* Let quality of possible outcome also influence your decisions *
I did this sketch when I was a part of an expedition that was being planned to climb Mt. Everest in 1997 to commemorate the Golden Jubilee of Indian Independence. We had enthusiastically started planning on multiple fronts: equipment details, procurement of oxygen cylinders, food planning, physical fitness, … and fund raising! The budget was humungous – Rs. 1.2 crores (Indian Rupees 12 million). But by the time the deadline to pay royalty fees to the Government of Nepal for booking a ‘slot’ on that mountain for the summer of 1997 came upon us, we had managed to raise only about half of our budget.
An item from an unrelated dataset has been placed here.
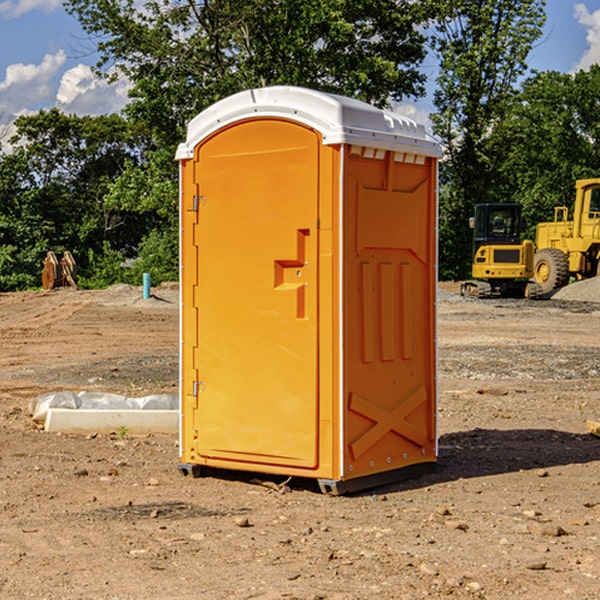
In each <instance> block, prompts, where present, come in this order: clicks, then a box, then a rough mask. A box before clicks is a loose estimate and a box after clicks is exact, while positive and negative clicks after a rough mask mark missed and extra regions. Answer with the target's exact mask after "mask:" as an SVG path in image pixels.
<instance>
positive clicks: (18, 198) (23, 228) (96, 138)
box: [0, 109, 150, 289]
mask: <svg viewBox="0 0 600 600" xmlns="http://www.w3.org/2000/svg"><path fill="white" fill-rule="evenodd" d="M15 125H16V129H17V133H16V135H15V136H13V138H12V139H11V144H13V145H14V147H15V149H14V150H13V152H11V153H10V154H6V155H4V156H2V158H1V159H0V246H1V247H2V253H1V258H0V286H1V287H2V288H3V289H11V288H15V287H17V288H22V287H30V286H32V285H39V281H40V279H39V275H40V273H41V260H42V258H43V257H44V256H45V253H46V252H47V251H48V250H53V251H55V252H57V253H58V252H62V251H64V250H70V251H71V252H72V253H73V254H74V256H75V258H76V261H77V263H78V265H79V266H80V270H81V271H82V272H83V274H84V277H85V275H86V271H87V269H88V267H89V262H88V257H89V255H90V254H89V253H90V251H91V252H92V253H95V254H96V255H97V254H102V253H103V251H104V248H105V244H108V247H110V248H112V249H114V250H118V251H119V252H120V253H121V254H123V255H127V253H128V252H129V253H133V252H135V249H136V247H137V246H138V245H139V244H140V242H141V240H142V239H143V236H144V234H145V233H146V232H147V231H149V229H150V227H149V224H148V222H147V221H145V220H142V219H140V216H139V214H138V213H133V212H128V211H126V210H121V209H120V208H115V207H113V206H111V205H110V204H109V203H107V202H105V199H104V197H105V195H106V194H107V192H108V190H109V189H110V185H111V183H112V182H113V181H114V180H115V179H117V178H118V176H119V175H120V174H121V173H122V172H123V170H124V169H125V165H126V164H127V163H128V162H131V161H139V160H140V152H141V148H142V147H143V137H141V136H140V135H137V134H135V133H134V132H132V130H131V127H130V125H129V124H128V123H127V121H125V120H124V119H123V118H122V117H119V116H117V115H109V116H100V117H76V116H67V115H65V114H63V113H61V112H60V111H59V110H57V109H52V110H49V111H40V112H39V113H37V114H35V115H31V116H26V117H20V118H18V119H17V121H16V122H15ZM19 274H20V275H19ZM17 275H19V276H17Z"/></svg>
The leader, Hrishikesh Yadav, called for a meeting. And we took a decision to abort our attempt and return all donations.
The decision obviously was not an easy one. An expedition of this magnitude requires dedicated time and effort by a multitude of people, not just the climbers. The climbers themselves had aspired and committed to undertake a venture that is the stuff of dreams. Out of the many considerations that made us take that hard decision, one stood out for me: if we go on this small a budget then we would be mounting a substandard expedition. To me that consideration held a world of meaning.
That was not the first time I had seen effective leaders say ‘no’. And I have also seen people hold on to decisions, projects, businesses and even ideas as if their lives depended on it. Saying No is indeed an option that is not easily visible. And I had learnt it the hard way, when I myself had been prey to being blind to such an option.
It was in 1991 that I was leading the summer project ‘Paulkhuna’ organised under the aegis of our trust ROOTS. We used to conduct 1-week outdoor education programmes for 8 to 14 year olds during their school time, and a variety of events during the rest of the year. ‘Paulkhuna’ translates to ‘footsteps’, and symbolized the impact that ROOTS was gradually making in the field of outdoor education in India. This event was planned to have five groups of children start from five different points in the state of Maharashtra and zero in on our campsite on the shores of Lake Mulshi. Each route had a leader while I was supposed to lead the whole project.
Mark the words ‘supposed to lead’! ROOTS was the idea of Vasant Limaye, one of the most charismatic leaders I have had the privilege of having worked with and observe from up close. During that summer he was out in the U.K. on work. Without him overseeing me lead ‘Paulkhuna’, I was at sea. I had no idea of how to help team members by providing structure, outlining tasks, setting deadlines, reviewing progress, etc. etc. Most of us were in our mid-twenties, all hikers and climbers, and had never undertaken such events which were also receiving a lot of publicity in media, including state television. I had lost control quickly, and by the time Vasant returned, pretty close the date of the start of ‘Paulkhuna’, the project was floundering. I distinctly remember the meeting where we reviewed progress made on the planning of each of the five routes. It became apparent that only two of the five routes were on some firm footing. I was hurt, ashamed, and was blaming my friends for not having delivered. I expected Vasant to blow a fuse. Instead, he turned to me and offered a way forward, still asking me, the designated leader, for a final opinion: that ‘Paulkhuna’ could go ahead with just the two routes which now could be planned out in detail in the limited time we had. My immediate feeling was of intense astonishment that such a thing could even be considered! Drop three out of five routes?! And then, fortunately, I saw the wisdom in it, and the next immediate feeling was of relief washing over me. That was a defining moment for me which has contributed so much in making life easy in the context of ‘judgment and decision making’.
P.S. Back in 1997, while I chose to opt out of any further attempts on Mt. Everest, some of my friends continued and mounted another expedition in 1998 from its north side. Two people, Surendra Chavan and Luvraj Dharamshaktu, made it to the summit, albeit with the help of Sherpas.